The following article appeared in The Washington Times on Wednesday, October 13, 2010.
It is dismaying to hear some pro-life politicians calling for a “truce” on social issues like abortion – possible White House contenders Indiana Gov. Mitch Daniels and Mississippi Gov. Haley Barbour among them. Their suggestion is that it’s more important to do whatever is necessary to get elected than to worry about issues that appear to be intractable.
This tactic is akin to the pro-life and pro-abortion movements agreeing to disagree, an option often considered a reasonable one. It does not require that either side change its views, but simply agrees to allow the different views, and the practices that flow from them.
Sorry, but this is a proposal we in the pro-life movement can’t accept. There can be no truce.
First of all, to ask us to “agree to disagree” about abortion is to ask us to change our position on it. Why do we disagree in the first place? When we oppose abortion, we disagree with the notion that it is even negotiable. We do not only claim that we cannot practice abortion, but that nobody can practice it, precisely because it violates the most fundamental human right, the right to life. To “agree to disagree” means that we no longer see abortion for what it is – a violation of a right so fundamental that disagreement cannot be allowed to tamper with it.
To “agree to disagree” is to foster the notion that the baby is a baby only if the mother thinks it is, that the child has value only if the mother says it does and that we have responsibility only for those we choose to have responsibility for.
Certainly, there are many disputes in our nation about which we can “agree to disagree.” Various proposals, programs and strategies can be debated as we try to figure out how best to secure people’s rights. But these legitimate areas of disagreement relate to how to secure people’s rights, whereas the abortion controversy is about whether to secure or even recognize those rights at all. We can agree to disagree whether certain government programs should be allowed, but not whether acts of violence should be allowed. “Agree to disagree” seems like a neutral posture to assume, but it neutralizes what can never be neutral; namely, the right to life.
Furthermore, the abortion dispute is not merely about conceptual disagreement – it’s about justice. It’s about violence, bloodshed and victims who need to be defended. In the midst of a policy permitting thousands of babies a day to be killed, to “agree to disagree” means to cease to defend the absolute rights of these victims.
We don’t fight oppression by “agreeing to disagree” with the oppressor. It is precisely when the oppressor disagrees that we have to intervene to stop the violence. The fact that the oppressor does not recognize the victim as a person does not remove our obligation to the victim. In the face of injustice, we are not simply called to disagree with it, but to stop it.

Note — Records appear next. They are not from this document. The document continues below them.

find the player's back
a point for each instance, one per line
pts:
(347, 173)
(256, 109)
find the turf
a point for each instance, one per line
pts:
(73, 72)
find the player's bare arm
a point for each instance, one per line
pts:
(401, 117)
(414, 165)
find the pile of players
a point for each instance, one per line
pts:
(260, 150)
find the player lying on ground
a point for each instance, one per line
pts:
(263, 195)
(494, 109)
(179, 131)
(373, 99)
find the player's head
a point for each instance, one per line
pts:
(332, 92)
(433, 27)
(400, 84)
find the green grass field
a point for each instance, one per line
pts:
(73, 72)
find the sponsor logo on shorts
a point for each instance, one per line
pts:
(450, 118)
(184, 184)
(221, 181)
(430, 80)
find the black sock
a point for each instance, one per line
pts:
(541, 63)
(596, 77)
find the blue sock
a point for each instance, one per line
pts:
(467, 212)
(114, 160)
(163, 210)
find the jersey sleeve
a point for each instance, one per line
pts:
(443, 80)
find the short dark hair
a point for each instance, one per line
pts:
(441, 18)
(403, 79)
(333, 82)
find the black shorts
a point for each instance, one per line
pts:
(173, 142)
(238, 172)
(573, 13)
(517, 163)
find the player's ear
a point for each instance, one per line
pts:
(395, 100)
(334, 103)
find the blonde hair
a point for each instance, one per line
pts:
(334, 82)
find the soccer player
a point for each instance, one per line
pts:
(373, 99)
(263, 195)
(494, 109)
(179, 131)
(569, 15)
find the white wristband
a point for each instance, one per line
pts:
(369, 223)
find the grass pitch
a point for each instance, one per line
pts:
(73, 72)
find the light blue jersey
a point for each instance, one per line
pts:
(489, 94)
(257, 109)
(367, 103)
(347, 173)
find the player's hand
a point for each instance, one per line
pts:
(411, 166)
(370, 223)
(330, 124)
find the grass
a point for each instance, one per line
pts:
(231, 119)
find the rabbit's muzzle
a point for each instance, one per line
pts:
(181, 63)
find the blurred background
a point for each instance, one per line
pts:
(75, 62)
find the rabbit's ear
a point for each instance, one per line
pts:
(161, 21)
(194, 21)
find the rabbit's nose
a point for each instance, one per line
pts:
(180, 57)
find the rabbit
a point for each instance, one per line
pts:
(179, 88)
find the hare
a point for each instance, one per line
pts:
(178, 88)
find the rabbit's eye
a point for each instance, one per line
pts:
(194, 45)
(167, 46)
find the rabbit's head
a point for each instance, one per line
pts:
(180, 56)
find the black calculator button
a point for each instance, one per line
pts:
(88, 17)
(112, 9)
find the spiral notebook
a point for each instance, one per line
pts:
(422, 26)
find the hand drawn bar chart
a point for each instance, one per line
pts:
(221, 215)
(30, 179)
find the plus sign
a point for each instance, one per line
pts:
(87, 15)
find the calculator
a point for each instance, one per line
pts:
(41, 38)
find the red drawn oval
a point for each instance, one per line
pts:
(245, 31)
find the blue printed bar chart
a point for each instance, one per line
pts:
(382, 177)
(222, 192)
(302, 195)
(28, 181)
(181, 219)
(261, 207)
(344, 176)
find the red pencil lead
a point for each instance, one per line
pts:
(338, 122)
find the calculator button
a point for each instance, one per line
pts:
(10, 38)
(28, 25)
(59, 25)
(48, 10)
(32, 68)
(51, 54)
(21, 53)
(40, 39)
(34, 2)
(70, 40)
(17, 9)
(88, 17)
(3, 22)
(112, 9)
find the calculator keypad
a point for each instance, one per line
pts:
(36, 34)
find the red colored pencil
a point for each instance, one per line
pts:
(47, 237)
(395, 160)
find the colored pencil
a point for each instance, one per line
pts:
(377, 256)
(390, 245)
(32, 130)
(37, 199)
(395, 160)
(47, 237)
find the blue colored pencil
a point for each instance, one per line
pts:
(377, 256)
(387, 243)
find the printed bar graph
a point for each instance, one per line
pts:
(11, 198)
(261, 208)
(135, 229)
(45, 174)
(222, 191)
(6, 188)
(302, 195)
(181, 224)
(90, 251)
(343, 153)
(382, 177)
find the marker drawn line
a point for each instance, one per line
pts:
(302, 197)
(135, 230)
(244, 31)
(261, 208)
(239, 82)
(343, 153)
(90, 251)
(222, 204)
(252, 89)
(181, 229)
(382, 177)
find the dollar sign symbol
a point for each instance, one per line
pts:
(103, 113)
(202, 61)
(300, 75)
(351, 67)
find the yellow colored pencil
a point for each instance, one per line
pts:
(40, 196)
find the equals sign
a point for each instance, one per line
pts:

Worse even than the notion of agreeing to disagree is the suggestion that abortion is irrelevant as an issue in the 2010 elections because it is “settled law.” No issue is less settled than abortion. More importantly, America’s courts and legislatures have a history of changing “settled law.”
Dred Scott v. Sandford (1856) is the most commonly cited instance. The slaveholder’s right to property eclipsed and subsumed the slave’s right to freedom. But the Constitution eventually was amended to correct the error.
Decisions like Lochner v. New York (1905) show us another error: Employers’ right to contract eclipsed and subsumed the workers’ rights to humane conditions and hours. These abuses were corrected by subsequent Supreme Court decisions like Muller v. Oregon and Bunting v. Oregon.
The “separate but equal” doctrine of Plessy v. Ferguson (1896) sanctioning segregation was overturned by Brown v. Board of Education some 58 years later.
Erroneous decisions like Hammer v. Dagenhart (1918) institutionalized child labor. But this was overturned 23 years later by United States v. Darby. A new development – a “pedagogical moment” – occurred here in constitutional law. The question was whether constitutional rights applied to children, too. The answer was yes.
Many reversals of Supreme Court cases came about when new evidence made it clear that someone’s rights, not previously recognized, were being violated. Thus, Louis Brandeis brought forward the facts about how workers were being harmed.
We are now witnessing the same trend regarding children in the womb. Evidence that has been around for quite some time demonstrating their humanity, and their inalienable right to life, is finding its way into legislatures and courts.
With hundreds of embryological studies, and massive evidence of the harm abortion does to women, such evidence, combined with new legal concepts, can challenge Roe v. Wade in the same way its erroneous ancestral decisions were challenged.
The day after Roe v. Wade was decided, the New York Times headline read, “Supreme Court settles abortion.” It has remained the most unsettled issue on our national landscape.